Box 2.2. The Earliest Records of International Society' |
There are recorded formal agreements among ancient city-states which date as far back as 2400 BC, alliances dating to 1390 BC, and envoys as early as 653 BC (Barber 1979: 8-9). |
One point deserves particular emphasis so that the idea and expression of international society is understood in its proper historical context. Vertical or hierarchical relations between political groups are a historical commonplace throughout most of the world as far back as recorded history can take us. Political empire is the prevalent form of group relations. Horizontal relations between political groups is comparatively rare. The ancient Greeks constructed an international society which survived for several centuries in a surrounding political environment of various hegemonic empires, including Persia, Macedonia, and the Roman empire. At that time there were also great empires and suzerain-state systems beyond Europe and the Middle East, including the Chinese empire which was the greatest of them all and which lasted for millennia, albeit in different dynastic incarnations.

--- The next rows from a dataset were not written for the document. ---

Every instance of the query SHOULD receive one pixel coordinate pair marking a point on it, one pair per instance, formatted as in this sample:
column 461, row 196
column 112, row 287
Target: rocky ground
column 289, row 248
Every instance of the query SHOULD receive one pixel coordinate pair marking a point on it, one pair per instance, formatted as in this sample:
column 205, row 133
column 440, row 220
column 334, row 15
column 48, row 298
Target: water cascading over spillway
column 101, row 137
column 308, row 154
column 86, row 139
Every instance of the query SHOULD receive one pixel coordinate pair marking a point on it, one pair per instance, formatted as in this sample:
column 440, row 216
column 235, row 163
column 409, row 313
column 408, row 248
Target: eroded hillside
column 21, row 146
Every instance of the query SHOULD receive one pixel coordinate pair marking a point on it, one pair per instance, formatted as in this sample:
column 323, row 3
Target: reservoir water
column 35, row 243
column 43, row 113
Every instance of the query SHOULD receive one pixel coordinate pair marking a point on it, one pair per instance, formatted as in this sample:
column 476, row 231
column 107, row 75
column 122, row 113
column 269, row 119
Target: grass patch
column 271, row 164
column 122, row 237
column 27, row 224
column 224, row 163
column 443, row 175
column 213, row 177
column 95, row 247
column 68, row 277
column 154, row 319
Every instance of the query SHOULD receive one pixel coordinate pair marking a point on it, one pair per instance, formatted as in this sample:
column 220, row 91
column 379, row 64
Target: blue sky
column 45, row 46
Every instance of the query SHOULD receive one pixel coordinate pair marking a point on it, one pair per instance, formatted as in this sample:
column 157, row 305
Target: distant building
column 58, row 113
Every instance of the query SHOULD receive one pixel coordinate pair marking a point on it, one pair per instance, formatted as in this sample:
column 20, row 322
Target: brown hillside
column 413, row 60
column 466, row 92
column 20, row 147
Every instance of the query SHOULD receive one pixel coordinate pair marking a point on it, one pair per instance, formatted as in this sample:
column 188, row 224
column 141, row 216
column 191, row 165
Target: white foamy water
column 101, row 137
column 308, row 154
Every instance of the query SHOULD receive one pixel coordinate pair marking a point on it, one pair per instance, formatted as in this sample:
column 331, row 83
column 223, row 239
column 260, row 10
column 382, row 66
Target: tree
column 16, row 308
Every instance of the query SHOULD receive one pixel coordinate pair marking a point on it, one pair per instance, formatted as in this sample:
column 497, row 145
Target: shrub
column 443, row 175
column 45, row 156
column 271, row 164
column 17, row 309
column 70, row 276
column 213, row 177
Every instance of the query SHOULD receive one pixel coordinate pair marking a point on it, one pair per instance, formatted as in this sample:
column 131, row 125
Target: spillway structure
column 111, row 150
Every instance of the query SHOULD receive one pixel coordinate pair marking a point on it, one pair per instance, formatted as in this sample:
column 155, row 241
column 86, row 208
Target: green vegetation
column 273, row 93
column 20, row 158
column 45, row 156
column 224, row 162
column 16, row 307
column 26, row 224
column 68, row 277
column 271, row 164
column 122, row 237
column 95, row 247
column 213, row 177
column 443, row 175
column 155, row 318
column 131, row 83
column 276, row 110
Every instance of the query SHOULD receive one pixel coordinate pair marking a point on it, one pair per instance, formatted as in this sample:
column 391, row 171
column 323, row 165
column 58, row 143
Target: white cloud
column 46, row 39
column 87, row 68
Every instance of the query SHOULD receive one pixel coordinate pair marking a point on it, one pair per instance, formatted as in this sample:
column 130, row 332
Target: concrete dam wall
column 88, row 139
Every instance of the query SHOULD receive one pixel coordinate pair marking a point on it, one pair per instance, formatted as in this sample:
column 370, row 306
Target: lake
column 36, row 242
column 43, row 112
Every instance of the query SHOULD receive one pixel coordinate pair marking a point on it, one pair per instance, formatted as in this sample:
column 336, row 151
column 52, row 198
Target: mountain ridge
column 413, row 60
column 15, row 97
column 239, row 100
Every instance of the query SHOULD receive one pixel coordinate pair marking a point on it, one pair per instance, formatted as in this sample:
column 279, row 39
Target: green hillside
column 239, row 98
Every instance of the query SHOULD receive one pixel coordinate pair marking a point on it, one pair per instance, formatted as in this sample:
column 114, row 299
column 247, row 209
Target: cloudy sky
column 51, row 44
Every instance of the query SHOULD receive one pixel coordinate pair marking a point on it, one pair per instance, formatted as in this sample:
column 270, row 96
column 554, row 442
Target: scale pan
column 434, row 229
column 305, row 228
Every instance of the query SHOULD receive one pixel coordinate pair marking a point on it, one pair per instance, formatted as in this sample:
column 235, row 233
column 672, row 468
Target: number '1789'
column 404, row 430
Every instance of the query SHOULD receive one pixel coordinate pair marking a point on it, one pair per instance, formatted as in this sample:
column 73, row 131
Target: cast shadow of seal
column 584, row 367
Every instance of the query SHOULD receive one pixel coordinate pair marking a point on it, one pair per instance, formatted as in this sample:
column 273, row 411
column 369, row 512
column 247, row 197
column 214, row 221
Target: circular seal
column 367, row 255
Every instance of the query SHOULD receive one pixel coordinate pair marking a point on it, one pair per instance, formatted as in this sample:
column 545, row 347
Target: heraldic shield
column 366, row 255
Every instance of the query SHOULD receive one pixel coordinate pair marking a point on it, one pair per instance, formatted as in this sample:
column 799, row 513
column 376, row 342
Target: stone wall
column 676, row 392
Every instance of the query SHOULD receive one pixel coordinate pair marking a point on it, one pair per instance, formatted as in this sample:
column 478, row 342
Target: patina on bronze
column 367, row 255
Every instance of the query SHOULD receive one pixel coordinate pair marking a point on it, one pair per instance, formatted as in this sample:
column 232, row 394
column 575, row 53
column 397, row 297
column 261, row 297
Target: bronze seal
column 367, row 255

Empire was the prevalent mode of large-scale political group relations in Western Europe throughout the era of the Roman empire and that of its successor, medieval Christendom, which lasted until about the sixteenth century. In the late Middle Ages (1300-1500) the Renaissance Italians constructed and operated a small regional international society based on the city states of northern and central Italy. The first modern international society based on large-scale territorial states came into existence a little later in north-western Europe out of which the contemporary global international society has evolved (see chronology below). But empires continued to exist in Europe and many other parts of the world down to the twentieth century. Eastern Europe was dominated by empires until the end of the First World War. Although Europeans created a society of states among themselves which was the very definition of political modernity, at the very same time they constructed vast empires to rule non-European political communities in the rest of the world. International society is thus uncommon in history even though it has become globalized in the twentieth century and now prevails in every continent.